Manipulating model interpretations in the auto insurance industry
The study focused specifically on partial dependence plots, which display the marginal effect of a feature on model predictions. The researchers developed an adversarial framework that could manipulate these plots to conceal discriminatory behaviours while preserving most of the original model’s predictions. “Our results show that it is possible to intentionally hide the discriminatory behaviour of a predictor and make the black-box model appear neutral through interpretation tools like partial dependence plots while retaining almost all the predictions of the original black-box model,” the authors stated. This finding is particularly concerning as it suggests that organisations could potentially use these techniques to make biased models appear fair when scrutinised.
Using real-world datasets including auto insurance claims and criminal offender data, the researchers demonstrated how their framework could effectively fool partial dependence plots. The auto insurance claims dataset is particularly relevant given recent controversies in the insurance industry. For example, in 2023, the Illinois Department of Insurance fined Allstate $1.25 million for using an algorithm that resulted in higher auto insurance premiums for minority policyholders and those in minority neighbourhoods.
Insurance companies often use complex models to determine premiums, and regulators rely on interpretations of these models to detect unfair practices. The research suggests that even if an insurer had provided partial dependence plots or other interpretations to regulators, these could potentially have been manipulated to hide discriminatory pricing while maintaining the underlying biased model.

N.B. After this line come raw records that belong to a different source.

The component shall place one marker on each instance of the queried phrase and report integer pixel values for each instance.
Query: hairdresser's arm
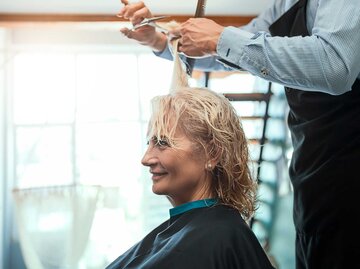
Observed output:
(215, 62)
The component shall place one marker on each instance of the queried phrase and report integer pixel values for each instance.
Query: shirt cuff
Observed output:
(231, 44)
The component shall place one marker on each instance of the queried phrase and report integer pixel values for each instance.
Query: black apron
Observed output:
(324, 169)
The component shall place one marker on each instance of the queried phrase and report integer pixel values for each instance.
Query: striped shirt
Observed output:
(326, 61)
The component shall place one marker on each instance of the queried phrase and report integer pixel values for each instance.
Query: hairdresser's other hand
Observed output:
(198, 37)
(145, 35)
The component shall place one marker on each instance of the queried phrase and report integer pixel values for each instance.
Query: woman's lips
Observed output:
(158, 175)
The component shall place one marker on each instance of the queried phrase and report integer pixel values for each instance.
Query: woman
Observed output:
(198, 158)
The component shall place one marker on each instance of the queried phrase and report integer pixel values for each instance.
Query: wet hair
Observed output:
(210, 121)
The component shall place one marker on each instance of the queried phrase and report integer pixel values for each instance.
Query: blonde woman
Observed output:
(198, 158)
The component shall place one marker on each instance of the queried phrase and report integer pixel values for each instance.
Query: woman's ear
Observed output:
(214, 152)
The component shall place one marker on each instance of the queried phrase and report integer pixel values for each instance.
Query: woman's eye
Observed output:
(162, 143)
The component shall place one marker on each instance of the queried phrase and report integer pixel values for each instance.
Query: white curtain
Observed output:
(54, 224)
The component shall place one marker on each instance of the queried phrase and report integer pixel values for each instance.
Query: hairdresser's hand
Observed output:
(145, 35)
(198, 37)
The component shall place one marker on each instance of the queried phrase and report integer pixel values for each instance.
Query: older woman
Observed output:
(198, 158)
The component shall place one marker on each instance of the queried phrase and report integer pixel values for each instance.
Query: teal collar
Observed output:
(192, 205)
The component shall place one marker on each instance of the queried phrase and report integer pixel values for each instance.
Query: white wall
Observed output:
(213, 7)
(2, 144)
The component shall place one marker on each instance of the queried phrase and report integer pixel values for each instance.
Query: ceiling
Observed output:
(184, 7)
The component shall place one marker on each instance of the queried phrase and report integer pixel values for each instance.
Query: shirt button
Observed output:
(264, 72)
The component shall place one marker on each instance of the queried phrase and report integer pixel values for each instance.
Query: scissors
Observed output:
(151, 22)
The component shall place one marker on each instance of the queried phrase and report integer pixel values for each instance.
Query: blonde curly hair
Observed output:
(210, 121)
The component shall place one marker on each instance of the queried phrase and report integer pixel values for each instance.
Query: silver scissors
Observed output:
(151, 22)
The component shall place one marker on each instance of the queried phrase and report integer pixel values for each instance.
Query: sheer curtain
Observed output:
(54, 224)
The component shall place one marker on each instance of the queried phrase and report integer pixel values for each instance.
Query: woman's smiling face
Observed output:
(178, 173)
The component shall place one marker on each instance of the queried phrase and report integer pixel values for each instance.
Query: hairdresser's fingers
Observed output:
(140, 15)
(175, 32)
(131, 9)
(126, 32)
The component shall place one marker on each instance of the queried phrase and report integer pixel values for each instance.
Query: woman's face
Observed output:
(178, 173)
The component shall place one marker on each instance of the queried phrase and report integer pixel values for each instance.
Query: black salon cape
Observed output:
(202, 238)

Implications for businesses and regulators
These research findings have significant implications for organisations relying on AI interpretations for decision-making or regulatory compliance. The ability to manipulate interpretation tools raises questions about their reliability for detecting unfair or discriminatory practices. Businesses that have invested heavily in AI systems and rely on these interpretation methods to ensure compliance and fairness may need to re-evaluate their approaches. The researchers cautioned: “We advise against employing partial dependence plots as a means to validate the fairness or non-discrimination of sensitive attributes. This is particularly important in adversarial scenarios where the stakeholders providing and utilising interpretation methods have opposing interests and incentives,” the researchers said.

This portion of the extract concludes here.